The narratives of ‘Peasant’s’ eleven tracks take place in the Anglo-Saxon kingdom of Bryneich. They do not, however, harbour the same fetishisation of pre-Medieval Britain apparent in contemporary cultural artefacts like Game of Thrones. Rather, there is a brooding earthiness to them more akin to Mervyn Peake’s Gormenghast novels.

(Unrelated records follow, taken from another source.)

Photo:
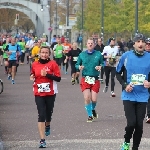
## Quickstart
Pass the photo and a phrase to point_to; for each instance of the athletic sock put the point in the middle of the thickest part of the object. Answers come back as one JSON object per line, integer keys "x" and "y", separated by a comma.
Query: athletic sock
{"x": 88, "y": 109}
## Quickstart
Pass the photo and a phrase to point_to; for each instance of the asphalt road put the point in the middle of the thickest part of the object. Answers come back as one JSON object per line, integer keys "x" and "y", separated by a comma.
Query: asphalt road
{"x": 69, "y": 129}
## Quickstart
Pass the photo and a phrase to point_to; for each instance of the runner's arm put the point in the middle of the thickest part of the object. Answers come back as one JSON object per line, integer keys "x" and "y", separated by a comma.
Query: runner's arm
{"x": 79, "y": 62}
{"x": 56, "y": 75}
{"x": 121, "y": 73}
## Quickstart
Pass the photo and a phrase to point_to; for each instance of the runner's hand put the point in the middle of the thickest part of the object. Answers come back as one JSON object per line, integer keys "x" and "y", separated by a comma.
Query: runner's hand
{"x": 146, "y": 84}
{"x": 65, "y": 61}
{"x": 43, "y": 72}
{"x": 32, "y": 77}
{"x": 98, "y": 68}
{"x": 81, "y": 67}
{"x": 129, "y": 88}
{"x": 9, "y": 53}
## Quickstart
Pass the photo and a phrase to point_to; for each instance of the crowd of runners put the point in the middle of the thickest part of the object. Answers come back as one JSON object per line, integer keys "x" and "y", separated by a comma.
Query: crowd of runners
{"x": 96, "y": 63}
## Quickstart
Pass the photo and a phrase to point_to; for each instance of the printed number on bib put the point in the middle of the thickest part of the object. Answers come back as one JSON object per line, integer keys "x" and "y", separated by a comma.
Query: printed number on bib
{"x": 43, "y": 87}
{"x": 75, "y": 58}
{"x": 90, "y": 80}
{"x": 138, "y": 79}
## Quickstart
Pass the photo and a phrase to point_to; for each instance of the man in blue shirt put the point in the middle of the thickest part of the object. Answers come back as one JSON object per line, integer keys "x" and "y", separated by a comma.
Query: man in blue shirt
{"x": 13, "y": 50}
{"x": 132, "y": 72}
{"x": 147, "y": 48}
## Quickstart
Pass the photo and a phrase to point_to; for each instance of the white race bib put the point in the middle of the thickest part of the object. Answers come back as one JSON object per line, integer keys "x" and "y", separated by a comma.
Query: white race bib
{"x": 43, "y": 87}
{"x": 90, "y": 80}
{"x": 75, "y": 58}
{"x": 138, "y": 79}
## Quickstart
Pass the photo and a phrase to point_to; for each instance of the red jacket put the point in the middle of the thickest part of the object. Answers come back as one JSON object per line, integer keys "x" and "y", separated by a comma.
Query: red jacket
{"x": 43, "y": 86}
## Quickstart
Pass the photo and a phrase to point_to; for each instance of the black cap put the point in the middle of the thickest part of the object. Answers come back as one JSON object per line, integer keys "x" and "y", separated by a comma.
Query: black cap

Like Peake, Dawson tends towards a wending prose style full of screwball minutiae. Characters are carefully drawn here, from their freckled jowls to the “dumm[ies] of puke” that they choke to death on. In addition, the works also share a calculated stuntedness of expression. There are times when Dawson’s ramblings, backed by his knotted guitar playing and brutish synth interjections, as well as the dervish-folk of the band, appear too pig-headed to save themselves. It is from these positions that, as with the chilling reveal of ‘Hob’, their ultimate intentions come forth to shake you deeply.

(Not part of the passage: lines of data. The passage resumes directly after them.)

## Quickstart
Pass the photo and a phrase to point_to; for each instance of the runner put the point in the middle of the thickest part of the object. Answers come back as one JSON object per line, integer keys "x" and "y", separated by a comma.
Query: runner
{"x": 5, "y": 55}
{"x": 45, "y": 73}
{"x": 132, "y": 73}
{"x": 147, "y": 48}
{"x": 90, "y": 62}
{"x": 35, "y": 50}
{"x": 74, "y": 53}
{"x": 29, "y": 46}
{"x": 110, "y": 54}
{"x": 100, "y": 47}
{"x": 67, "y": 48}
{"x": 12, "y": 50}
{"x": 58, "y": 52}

And just like Peake, Dawson uses an alien society as a mirror for our own. When, on ‘Prostitute’, his narrator cries “How is it so that a child can be bought for a year’s worth of grain in this day and age?” it is to be read as Dawson lamenting the injustices of our times, because it “happens again and again”. ‘Peasant’ is a potent and mournfully beautiful meditation on humankind’s inability to fix itself.